The next day was DH's birthday and we had dinner at a restaurant. DH, LO and I were slightly late so the IL were already seated on a bench. We had to put LO in his car seat on the bench, next to SIL. A normal person would have swapped seats with one of the parents so they could be near their baby, but not SIL. She spent the entire fucking dinner touching LO's head, hands, feet, while he was sleeping, despite me, DH and FIL giving hints. I don't want my child bothered when he sleeps, especially in the middle of a restaurant. As we got up to leave, SIL then handed me the heavy car seat with LO in it although I wasn't supposed to lift anything heavy...
The week after, LO is two weeks old. On the Saturday, DH invited his grandparents to meet LO. They were driven by FIL (their son). Fair enough. They held LO for a normal amount of time and gave him back to me. Then MIL showed up as she didn't want to miss out on anything and stayed behind when FIL left to drive GPIL back. And then held my baby. I don't want to deprive her of a relationship with her grandson but nobody needs to hold him but his parents.
On the Sunday, we had said we weren't going anywhere, so MIL asked to come to give us some presents from her friends (and then gave DH a lecture about writing thank you cards...). So MIL and FIL showed up. SIL was nursing and couldn't make it. I was Bfing when they arrived so went downstairs later. I was holding LO who had just finished nursing for his post dinner cuddles. I had just sad down when MIL asked to hold him. I said no, not now, he needs to gets settled after feeding as he has some issues. She said OK and then proceeded to wait. I tried to wait her out but after like half an hour DH asked me if I wanted to let other people hold him. MIL is not too bad, she held LO for a while and then passes him to FIL (I HATE this passing the baby game). But MIL didn't give LO back when he started fretting – it was a poo fret, but still.
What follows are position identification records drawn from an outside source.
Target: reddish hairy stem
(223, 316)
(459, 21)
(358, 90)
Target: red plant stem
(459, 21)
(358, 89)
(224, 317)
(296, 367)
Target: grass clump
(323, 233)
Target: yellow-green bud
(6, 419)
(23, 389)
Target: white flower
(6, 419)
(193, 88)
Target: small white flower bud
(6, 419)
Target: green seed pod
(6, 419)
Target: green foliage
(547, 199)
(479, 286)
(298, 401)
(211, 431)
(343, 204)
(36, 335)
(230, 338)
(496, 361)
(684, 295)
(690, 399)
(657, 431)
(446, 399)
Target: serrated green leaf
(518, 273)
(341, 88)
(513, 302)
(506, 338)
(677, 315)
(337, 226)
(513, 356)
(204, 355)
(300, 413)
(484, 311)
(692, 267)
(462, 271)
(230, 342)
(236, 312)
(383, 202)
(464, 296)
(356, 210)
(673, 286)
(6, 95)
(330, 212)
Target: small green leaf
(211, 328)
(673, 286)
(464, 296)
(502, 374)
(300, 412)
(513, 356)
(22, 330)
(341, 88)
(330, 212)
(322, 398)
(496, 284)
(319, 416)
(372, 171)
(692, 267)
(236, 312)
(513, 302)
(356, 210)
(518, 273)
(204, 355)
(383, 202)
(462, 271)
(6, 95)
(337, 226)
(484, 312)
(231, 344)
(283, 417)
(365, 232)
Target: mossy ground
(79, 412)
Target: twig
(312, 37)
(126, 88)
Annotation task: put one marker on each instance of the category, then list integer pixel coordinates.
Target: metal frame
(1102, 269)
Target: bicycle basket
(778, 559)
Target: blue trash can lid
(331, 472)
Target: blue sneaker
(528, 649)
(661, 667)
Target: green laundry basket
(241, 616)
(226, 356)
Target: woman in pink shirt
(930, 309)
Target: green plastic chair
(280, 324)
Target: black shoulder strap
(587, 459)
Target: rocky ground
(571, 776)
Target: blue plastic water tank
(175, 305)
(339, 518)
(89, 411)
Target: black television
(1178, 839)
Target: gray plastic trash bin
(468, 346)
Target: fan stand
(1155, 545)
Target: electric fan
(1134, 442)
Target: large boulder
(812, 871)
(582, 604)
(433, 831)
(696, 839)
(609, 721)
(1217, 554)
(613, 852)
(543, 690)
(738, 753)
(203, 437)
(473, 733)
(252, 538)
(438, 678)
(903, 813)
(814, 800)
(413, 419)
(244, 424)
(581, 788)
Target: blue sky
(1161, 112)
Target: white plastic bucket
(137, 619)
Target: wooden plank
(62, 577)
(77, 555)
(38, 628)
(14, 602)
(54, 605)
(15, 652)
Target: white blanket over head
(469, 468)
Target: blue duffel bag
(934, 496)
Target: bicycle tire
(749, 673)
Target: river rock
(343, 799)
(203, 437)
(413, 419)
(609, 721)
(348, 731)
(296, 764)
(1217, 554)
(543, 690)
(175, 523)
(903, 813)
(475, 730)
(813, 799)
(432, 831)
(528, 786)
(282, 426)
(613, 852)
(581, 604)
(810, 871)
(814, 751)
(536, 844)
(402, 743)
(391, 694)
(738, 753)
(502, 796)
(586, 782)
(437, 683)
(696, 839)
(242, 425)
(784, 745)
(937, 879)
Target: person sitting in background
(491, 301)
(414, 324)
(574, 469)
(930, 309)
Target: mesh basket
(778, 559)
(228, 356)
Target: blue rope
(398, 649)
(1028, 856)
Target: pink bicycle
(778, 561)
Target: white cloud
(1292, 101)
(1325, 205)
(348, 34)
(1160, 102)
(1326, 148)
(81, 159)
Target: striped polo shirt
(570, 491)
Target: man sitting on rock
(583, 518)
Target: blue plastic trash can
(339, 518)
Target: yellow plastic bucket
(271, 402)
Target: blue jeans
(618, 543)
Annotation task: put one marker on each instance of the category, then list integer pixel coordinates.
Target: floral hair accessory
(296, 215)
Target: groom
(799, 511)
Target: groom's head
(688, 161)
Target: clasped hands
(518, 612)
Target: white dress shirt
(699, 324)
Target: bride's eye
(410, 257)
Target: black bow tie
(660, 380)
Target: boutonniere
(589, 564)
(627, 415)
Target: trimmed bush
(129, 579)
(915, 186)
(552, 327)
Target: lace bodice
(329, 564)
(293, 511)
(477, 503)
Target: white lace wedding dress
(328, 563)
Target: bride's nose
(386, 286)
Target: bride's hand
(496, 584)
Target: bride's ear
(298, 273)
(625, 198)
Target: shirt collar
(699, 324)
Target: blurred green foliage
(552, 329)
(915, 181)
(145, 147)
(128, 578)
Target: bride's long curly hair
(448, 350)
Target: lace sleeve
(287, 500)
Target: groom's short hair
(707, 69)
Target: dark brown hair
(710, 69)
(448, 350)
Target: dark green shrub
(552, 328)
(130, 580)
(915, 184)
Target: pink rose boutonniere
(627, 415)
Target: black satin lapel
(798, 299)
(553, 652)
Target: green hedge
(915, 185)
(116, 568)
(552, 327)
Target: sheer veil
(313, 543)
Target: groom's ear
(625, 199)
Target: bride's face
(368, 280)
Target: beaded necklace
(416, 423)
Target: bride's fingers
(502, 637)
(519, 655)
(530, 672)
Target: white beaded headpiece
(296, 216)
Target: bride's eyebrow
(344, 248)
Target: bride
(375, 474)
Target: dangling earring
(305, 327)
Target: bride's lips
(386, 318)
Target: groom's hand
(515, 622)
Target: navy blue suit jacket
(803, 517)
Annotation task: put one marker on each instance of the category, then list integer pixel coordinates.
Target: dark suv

I hate this. And then she asked FIL to kiss LO goodbye, which FIL refused to do as he doesn't want to give LO his germs. MIL also asked if she could come during the week so SIL could see LO. I said no, I'm busy.
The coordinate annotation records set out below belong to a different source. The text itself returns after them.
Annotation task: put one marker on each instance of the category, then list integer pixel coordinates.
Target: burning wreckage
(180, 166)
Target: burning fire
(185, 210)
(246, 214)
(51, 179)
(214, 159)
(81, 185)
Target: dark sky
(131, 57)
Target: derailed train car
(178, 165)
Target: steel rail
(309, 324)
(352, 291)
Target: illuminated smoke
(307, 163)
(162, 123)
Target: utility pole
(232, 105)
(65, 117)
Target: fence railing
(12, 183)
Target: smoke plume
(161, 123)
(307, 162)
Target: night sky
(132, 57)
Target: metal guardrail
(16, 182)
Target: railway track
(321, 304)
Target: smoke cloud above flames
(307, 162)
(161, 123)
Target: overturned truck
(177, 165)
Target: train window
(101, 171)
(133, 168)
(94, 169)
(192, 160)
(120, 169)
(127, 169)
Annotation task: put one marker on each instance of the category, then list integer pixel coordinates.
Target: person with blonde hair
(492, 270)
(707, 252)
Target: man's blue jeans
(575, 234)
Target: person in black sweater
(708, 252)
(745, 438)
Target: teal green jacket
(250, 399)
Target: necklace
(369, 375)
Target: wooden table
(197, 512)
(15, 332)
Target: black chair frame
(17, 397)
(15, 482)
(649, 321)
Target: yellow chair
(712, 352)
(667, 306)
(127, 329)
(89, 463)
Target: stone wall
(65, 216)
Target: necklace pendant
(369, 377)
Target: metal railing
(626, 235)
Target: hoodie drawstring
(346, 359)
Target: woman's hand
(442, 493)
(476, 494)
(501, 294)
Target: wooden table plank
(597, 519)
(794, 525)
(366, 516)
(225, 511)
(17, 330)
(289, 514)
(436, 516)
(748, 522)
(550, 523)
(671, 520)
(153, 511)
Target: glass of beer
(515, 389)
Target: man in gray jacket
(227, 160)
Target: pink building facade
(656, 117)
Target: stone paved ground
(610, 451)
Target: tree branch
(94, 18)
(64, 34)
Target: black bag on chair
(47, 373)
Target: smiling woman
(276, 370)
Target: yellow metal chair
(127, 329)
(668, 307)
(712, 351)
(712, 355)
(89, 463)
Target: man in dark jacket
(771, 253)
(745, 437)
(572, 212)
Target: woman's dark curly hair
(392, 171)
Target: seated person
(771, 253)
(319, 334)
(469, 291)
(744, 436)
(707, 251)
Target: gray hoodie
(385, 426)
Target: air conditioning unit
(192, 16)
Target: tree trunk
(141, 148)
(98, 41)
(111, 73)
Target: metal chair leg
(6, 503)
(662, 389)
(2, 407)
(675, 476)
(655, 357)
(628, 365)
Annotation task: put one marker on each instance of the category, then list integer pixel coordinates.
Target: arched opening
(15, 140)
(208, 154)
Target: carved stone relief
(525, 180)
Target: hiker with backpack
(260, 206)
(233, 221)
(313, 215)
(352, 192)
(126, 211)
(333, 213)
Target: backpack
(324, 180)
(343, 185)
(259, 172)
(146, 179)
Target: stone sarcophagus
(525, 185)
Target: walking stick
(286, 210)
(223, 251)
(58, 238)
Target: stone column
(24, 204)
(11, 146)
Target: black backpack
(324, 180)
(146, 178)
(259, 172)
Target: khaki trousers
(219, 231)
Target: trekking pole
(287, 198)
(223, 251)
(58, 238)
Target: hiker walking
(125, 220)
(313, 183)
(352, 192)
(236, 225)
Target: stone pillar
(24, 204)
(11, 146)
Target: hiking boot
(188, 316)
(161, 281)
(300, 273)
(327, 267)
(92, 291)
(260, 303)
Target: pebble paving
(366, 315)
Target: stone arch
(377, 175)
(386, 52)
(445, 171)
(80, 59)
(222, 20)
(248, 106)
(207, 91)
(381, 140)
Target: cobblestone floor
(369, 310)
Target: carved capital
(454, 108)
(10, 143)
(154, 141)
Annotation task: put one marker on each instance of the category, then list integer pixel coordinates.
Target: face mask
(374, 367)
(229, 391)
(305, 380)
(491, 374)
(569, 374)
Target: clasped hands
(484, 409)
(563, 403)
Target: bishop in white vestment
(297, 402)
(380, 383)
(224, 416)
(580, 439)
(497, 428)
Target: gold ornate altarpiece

Now they are asking if we are visiting at the weekend and DuH said Saturday or Sunday without consulting me... SIL misses LO, you see. DH went back to work on Monday, he hasn't been with us all week except in the evening and wants to spend some weekend time with the IL...
SIL never had a relationship with me prior to LO's birth, she never asked once about him during my pregnancy and she is now trying to play Auntie of the Year. She also claims she is one of LO's two aunts, as if BIL's wife and BOO's partner were not his aunts. She also told us that “love will be forced upon [LO]”. I do not like this sentence, nothing will be forced on him.
I know I need to use my big girl words, but I struggled post partum and couldn't manage. I do not want to see the IL every week.
What steps would you advise me to take to prevent this from escalating further?